A criminal defense attorney believes Lori Loughlin should walk free form the college admissions scandal.
Celebrity criminal defense attorney Lara Yeretsian said in a statement that Loughlin’s acts were not “morally right” but they were “absolutely not” criminal, either.
She said, “These are two different things, and the new evidence is completely exculpatory.”
Loughlin and her husband, Mossimo Giannulli, are accused of paying $500,000 in bribes so their daughters, Olivia Jade and Isabella Rose Giannulli, could be crew team recruits for the University of Southern California. The couple pleaded not guilty to those charges.
Recently, Loughlin’s defense team has argued that the scandal’s mastermind, William “Rick” Singer, took notes that show the case should be thrown out. According to reports, Singer took notes after being interviewed with federal prosecutors. In the notes, Singer alleges the prosecutors told him to lie about the scandal.
Singer’s notes came only after Loughlin’s defense team demanded the federal prosecutors turn more evidence in the case over to them, as I wrote for the Deseret News.
According to Yeretsian, the defense lawyer, this is a key matter for the case.
“Singer’s notes are material exculpatory evidence that go to the heart of Loughlin’s defense and could make the difference between a guilty and not guilty verdict,” she said in a statement emailed to the Deseret News.
“Why did the prosecution sit on this evidence for so long? It’s been more than a year, and dozens of parents have already pled guilty. The defense shouldn’t have had to ask for it; the prosecutors were obligated to turn it over to them. It shows the lengths the government went to pressure parents to enter pleas. They didn’t outright tell Singer to lie, but they certainly pressured him to fudge the facts to their benefit.”
The notes may also prove that Loughlin thought she was donating to a charity and not involving herself in a scandal, Yeretsian said.
“It’s especially bad that they filed bribery and tax evasion charges against Loughlin while they had evidence showing she believed the money was going to charity. Prosecutors should have turned over, not concealed, evidence supporting Loughlin’s claim that she thought these were charitable contributions. If she believed they were charitable donations, she had no intent to commit tax evasion.”

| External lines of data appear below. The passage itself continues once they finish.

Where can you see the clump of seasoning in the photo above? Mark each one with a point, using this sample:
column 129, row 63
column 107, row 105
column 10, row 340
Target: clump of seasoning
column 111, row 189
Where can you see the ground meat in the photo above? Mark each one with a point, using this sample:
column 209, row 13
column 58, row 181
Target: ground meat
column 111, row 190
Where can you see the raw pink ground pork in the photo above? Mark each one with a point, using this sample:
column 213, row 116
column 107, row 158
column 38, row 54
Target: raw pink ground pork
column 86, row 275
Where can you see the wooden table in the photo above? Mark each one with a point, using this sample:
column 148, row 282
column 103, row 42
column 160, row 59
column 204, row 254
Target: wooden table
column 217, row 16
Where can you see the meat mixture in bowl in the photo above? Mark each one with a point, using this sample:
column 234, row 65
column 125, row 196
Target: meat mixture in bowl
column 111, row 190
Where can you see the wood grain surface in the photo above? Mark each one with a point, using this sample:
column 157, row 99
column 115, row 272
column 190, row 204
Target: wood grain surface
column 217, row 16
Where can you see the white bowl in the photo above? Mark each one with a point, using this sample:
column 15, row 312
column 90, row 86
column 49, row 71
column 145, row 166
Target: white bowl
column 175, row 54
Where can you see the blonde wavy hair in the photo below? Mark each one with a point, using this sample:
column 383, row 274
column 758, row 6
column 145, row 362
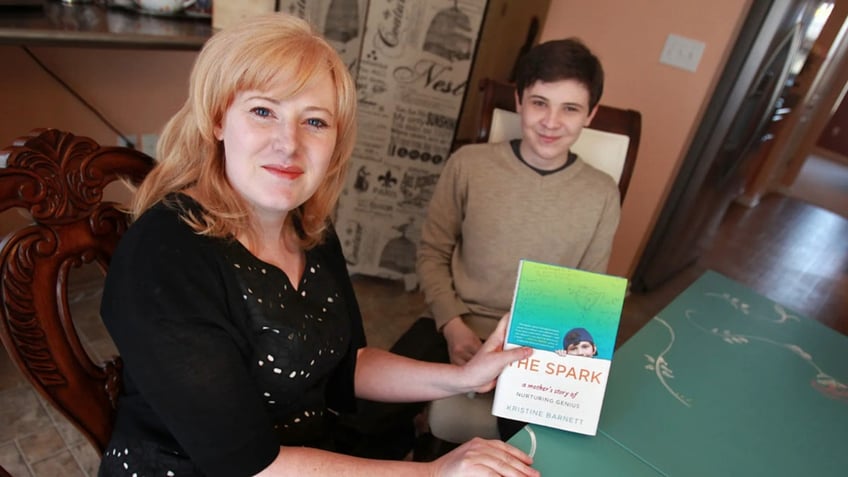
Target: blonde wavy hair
column 248, row 56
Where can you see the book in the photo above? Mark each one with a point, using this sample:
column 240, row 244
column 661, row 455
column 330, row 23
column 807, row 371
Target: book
column 570, row 318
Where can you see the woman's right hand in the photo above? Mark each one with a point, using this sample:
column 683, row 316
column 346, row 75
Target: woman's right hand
column 463, row 343
column 485, row 458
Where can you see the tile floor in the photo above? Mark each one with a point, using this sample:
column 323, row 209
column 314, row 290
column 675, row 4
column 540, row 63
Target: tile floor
column 36, row 441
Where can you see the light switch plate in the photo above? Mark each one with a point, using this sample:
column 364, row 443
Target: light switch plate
column 681, row 52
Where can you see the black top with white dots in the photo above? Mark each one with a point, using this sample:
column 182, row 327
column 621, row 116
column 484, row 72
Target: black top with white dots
column 224, row 359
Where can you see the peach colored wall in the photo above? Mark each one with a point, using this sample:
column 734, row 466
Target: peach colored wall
column 137, row 90
column 628, row 37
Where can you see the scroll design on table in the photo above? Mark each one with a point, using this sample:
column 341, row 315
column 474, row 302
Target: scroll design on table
column 822, row 382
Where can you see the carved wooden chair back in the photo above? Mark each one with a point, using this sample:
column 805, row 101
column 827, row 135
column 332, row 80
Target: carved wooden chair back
column 610, row 142
column 58, row 179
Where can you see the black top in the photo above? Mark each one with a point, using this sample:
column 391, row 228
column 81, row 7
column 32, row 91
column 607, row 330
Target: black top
column 224, row 360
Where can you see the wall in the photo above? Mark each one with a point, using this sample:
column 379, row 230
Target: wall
column 628, row 37
column 137, row 90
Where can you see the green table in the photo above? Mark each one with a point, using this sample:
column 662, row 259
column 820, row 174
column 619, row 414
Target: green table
column 722, row 382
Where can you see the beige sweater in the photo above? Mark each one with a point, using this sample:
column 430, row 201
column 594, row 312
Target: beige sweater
column 489, row 210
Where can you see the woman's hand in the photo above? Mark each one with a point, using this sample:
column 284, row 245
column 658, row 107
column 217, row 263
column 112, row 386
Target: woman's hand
column 463, row 343
column 483, row 369
column 485, row 457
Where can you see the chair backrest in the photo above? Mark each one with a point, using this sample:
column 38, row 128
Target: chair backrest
column 58, row 179
column 610, row 143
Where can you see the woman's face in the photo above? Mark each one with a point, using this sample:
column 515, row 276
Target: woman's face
column 277, row 148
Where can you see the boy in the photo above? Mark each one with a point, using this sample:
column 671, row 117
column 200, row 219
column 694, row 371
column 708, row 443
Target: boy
column 495, row 204
column 529, row 198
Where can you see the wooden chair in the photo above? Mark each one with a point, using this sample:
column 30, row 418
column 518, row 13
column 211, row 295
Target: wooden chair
column 59, row 179
column 615, row 131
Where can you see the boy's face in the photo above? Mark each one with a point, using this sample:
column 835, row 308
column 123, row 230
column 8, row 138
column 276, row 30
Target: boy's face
column 583, row 348
column 552, row 117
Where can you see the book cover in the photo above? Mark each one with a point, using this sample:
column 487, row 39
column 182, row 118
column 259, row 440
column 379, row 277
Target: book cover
column 570, row 318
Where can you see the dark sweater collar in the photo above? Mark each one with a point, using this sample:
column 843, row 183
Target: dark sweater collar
column 516, row 149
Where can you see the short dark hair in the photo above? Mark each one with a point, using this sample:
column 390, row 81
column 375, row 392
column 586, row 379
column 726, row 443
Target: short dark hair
column 558, row 60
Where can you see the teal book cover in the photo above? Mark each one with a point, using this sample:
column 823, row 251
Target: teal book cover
column 570, row 318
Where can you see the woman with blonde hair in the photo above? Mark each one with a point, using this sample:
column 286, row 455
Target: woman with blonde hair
column 228, row 297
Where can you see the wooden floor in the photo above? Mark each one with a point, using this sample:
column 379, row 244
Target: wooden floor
column 785, row 249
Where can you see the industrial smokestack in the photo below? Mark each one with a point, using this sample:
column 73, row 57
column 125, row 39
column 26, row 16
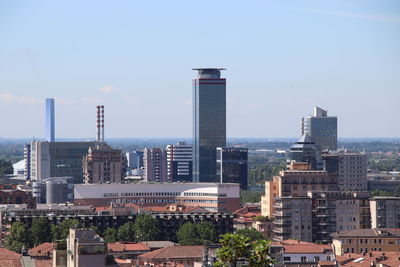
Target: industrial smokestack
column 98, row 125
column 102, row 123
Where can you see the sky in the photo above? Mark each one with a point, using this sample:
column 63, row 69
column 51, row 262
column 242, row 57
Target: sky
column 136, row 58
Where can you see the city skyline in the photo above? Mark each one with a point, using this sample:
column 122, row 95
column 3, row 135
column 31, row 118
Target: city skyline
column 281, row 62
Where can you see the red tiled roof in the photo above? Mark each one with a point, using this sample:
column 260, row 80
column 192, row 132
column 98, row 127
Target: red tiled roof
column 43, row 250
column 44, row 263
column 290, row 242
column 175, row 252
column 378, row 257
column 9, row 258
column 314, row 248
column 124, row 247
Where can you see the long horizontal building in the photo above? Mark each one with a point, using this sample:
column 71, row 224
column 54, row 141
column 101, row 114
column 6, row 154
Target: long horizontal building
column 216, row 197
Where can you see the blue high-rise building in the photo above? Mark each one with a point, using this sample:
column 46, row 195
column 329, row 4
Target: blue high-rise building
column 209, row 122
column 50, row 120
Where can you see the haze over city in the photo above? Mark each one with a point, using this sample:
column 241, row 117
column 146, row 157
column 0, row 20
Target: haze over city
column 136, row 59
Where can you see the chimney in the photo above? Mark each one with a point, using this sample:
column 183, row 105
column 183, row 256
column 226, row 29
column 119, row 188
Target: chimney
column 98, row 124
column 102, row 123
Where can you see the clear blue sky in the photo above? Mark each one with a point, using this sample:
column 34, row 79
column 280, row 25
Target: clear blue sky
column 135, row 57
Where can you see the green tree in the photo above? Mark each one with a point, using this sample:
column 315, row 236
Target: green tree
column 18, row 238
column 234, row 247
column 40, row 230
column 111, row 235
column 146, row 228
column 251, row 233
column 126, row 232
column 237, row 247
column 259, row 256
column 196, row 234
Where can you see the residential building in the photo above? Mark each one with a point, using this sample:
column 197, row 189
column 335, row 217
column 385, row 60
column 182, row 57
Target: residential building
column 232, row 165
column 50, row 120
column 104, row 164
column 16, row 196
column 296, row 181
column 180, row 162
column 211, row 196
column 352, row 173
column 366, row 240
column 155, row 165
column 385, row 212
column 173, row 256
column 305, row 150
column 58, row 159
column 135, row 159
column 169, row 218
column 372, row 259
column 293, row 218
column 322, row 129
column 85, row 248
column 126, row 250
column 209, row 122
column 384, row 185
column 299, row 253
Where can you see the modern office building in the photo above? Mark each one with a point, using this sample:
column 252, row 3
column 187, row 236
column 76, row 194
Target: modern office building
column 180, row 162
column 305, row 150
column 385, row 212
column 232, row 165
column 27, row 159
column 53, row 190
column 322, row 129
column 293, row 218
column 104, row 164
column 50, row 120
column 155, row 164
column 58, row 159
column 352, row 173
column 211, row 196
column 209, row 122
column 135, row 159
column 337, row 211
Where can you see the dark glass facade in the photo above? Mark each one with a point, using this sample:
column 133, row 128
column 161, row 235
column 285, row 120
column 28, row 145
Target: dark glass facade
column 323, row 130
column 209, row 123
column 232, row 166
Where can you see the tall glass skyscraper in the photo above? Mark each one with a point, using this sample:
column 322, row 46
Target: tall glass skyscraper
column 50, row 121
column 209, row 122
column 322, row 129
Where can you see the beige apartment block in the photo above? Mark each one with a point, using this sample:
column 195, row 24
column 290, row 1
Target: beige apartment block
column 385, row 212
column 366, row 240
column 296, row 183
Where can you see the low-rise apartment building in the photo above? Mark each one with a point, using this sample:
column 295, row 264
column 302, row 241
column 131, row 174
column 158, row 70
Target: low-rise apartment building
column 216, row 197
column 365, row 240
column 385, row 212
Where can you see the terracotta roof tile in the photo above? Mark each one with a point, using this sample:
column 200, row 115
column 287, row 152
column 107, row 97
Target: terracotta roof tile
column 314, row 248
column 9, row 258
column 175, row 252
column 43, row 250
column 122, row 247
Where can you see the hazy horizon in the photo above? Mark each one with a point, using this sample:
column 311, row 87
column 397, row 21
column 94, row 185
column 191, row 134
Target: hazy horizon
column 136, row 58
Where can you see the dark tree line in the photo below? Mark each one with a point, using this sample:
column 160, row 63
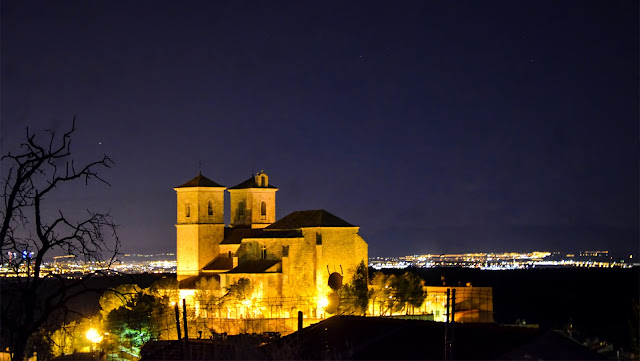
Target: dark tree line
column 31, row 231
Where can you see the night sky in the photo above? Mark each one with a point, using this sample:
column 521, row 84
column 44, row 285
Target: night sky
column 435, row 126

Recent reports suggest that Loughlin and Giannulli remain confident the charges will be dropped, as I wrote about the Deseret News.

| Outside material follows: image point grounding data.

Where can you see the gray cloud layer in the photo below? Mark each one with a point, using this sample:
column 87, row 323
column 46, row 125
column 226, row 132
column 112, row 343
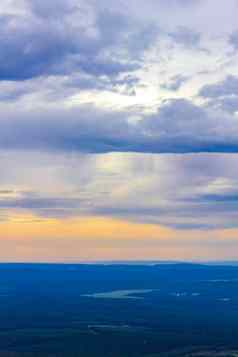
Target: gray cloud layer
column 179, row 127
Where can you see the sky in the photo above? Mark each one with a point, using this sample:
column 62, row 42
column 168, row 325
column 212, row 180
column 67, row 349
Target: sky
column 118, row 130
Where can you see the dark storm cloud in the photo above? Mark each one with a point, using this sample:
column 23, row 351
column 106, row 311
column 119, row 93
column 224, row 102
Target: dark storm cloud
column 58, row 39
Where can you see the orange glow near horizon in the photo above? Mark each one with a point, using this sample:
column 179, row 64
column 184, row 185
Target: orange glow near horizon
column 34, row 239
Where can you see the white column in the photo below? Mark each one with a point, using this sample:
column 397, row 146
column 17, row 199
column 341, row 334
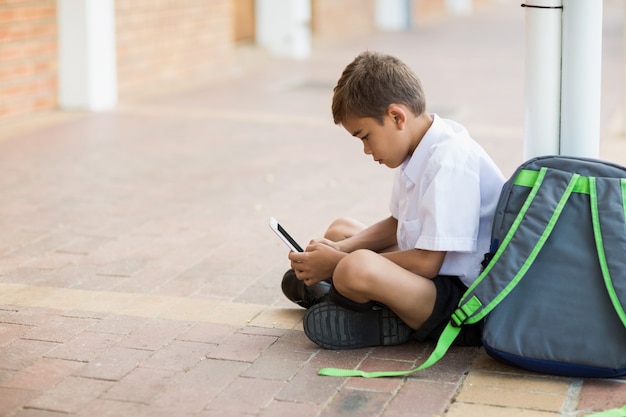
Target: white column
column 284, row 27
column 542, row 78
column 87, row 58
column 581, row 79
column 392, row 15
column 459, row 7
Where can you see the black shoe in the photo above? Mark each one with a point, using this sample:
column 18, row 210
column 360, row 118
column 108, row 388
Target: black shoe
column 334, row 327
column 301, row 294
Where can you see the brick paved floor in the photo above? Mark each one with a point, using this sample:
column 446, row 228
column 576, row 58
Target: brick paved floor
column 138, row 276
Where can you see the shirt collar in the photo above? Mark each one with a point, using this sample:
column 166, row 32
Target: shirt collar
column 412, row 166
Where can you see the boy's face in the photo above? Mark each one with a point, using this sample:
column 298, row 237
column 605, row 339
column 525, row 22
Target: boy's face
column 388, row 143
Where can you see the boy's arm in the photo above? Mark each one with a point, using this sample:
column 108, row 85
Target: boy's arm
column 425, row 263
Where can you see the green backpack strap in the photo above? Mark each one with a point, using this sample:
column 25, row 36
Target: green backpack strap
column 609, row 225
column 471, row 309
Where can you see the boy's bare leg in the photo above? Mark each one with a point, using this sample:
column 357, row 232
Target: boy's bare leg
column 365, row 276
column 343, row 228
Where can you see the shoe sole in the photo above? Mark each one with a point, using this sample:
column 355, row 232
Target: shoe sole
column 335, row 327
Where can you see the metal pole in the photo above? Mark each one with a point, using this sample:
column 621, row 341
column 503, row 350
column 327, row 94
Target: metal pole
column 543, row 78
column 581, row 78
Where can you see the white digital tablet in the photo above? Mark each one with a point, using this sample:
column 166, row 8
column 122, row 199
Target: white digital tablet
column 284, row 236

An unnamed source told Us Weekly that the couple is “more steadfast than ever that they did nothing illegal” in the scandal.

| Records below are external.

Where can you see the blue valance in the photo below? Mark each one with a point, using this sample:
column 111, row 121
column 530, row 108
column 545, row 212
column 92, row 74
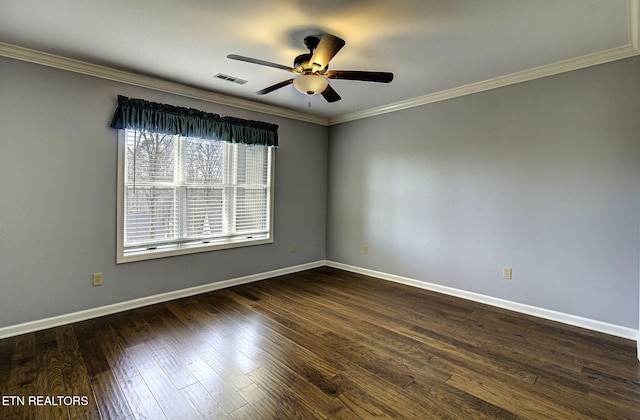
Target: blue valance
column 138, row 114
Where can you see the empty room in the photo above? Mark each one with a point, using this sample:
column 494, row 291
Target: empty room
column 319, row 210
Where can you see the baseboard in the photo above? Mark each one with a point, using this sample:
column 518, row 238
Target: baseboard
column 576, row 321
column 573, row 320
column 56, row 321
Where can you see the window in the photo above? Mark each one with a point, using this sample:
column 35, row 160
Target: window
column 180, row 195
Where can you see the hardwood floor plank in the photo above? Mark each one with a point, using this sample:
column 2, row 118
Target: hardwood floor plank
column 111, row 401
column 161, row 386
column 325, row 344
column 141, row 401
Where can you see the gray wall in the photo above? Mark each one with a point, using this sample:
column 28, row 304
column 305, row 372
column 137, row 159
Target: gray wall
column 542, row 177
column 58, row 161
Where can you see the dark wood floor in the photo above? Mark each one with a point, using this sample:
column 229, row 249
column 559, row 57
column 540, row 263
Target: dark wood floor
column 322, row 343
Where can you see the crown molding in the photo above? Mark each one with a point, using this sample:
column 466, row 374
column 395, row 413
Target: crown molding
column 523, row 76
column 38, row 57
column 76, row 66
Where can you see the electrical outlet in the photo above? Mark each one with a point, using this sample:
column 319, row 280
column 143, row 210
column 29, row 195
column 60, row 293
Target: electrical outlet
column 97, row 279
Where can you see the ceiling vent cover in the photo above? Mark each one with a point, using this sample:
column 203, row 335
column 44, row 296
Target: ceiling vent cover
column 230, row 79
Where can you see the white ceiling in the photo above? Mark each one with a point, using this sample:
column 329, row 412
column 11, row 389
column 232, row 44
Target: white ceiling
column 432, row 46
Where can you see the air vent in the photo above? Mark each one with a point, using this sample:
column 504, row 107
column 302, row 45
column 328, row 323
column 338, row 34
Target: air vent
column 230, row 79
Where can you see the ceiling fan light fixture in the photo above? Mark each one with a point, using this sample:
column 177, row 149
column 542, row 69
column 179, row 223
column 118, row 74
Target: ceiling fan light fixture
column 310, row 84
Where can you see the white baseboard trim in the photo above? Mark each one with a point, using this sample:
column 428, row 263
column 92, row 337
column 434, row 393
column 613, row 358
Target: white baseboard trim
column 56, row 321
column 576, row 321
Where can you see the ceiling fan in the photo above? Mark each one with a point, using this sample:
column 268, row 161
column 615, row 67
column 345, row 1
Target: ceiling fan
column 313, row 69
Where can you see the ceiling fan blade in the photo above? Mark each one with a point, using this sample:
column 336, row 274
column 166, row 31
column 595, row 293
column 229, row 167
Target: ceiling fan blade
column 330, row 95
column 260, row 62
column 366, row 76
column 327, row 48
column 274, row 87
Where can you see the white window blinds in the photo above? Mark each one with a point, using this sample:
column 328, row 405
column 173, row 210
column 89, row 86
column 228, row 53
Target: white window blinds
column 183, row 195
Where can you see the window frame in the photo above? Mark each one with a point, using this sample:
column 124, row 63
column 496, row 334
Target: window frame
column 162, row 251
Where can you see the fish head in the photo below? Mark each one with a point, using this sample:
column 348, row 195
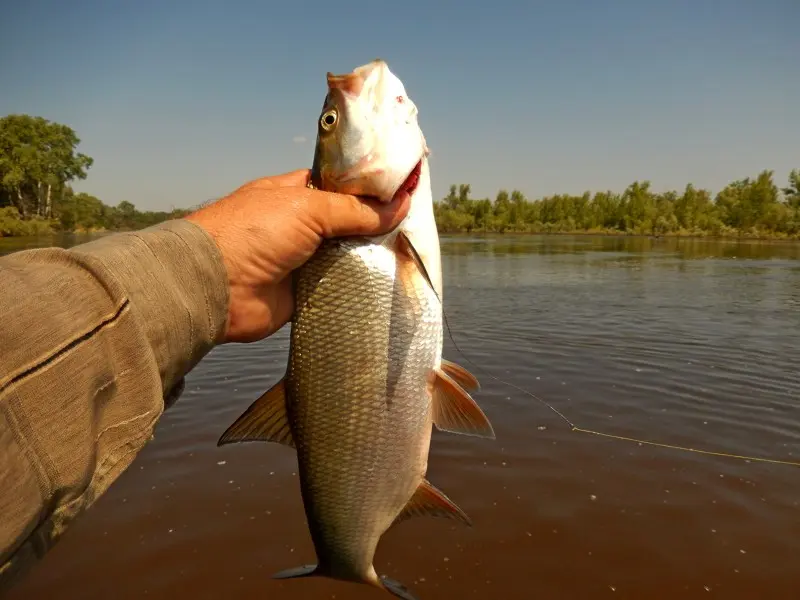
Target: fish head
column 369, row 142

“Lori’s lawyers feel they have a very strong chance of having the charges dismissed because prosecutors withheld key evidence that (ringleader) Rick Singer was pressured by the FBI to lie in the course of his conversations with Lori. It was entrapment, misleading a defendant so that Rick could get a favorable sentence for his role. Rick was the mastermind in all of this,” the source said.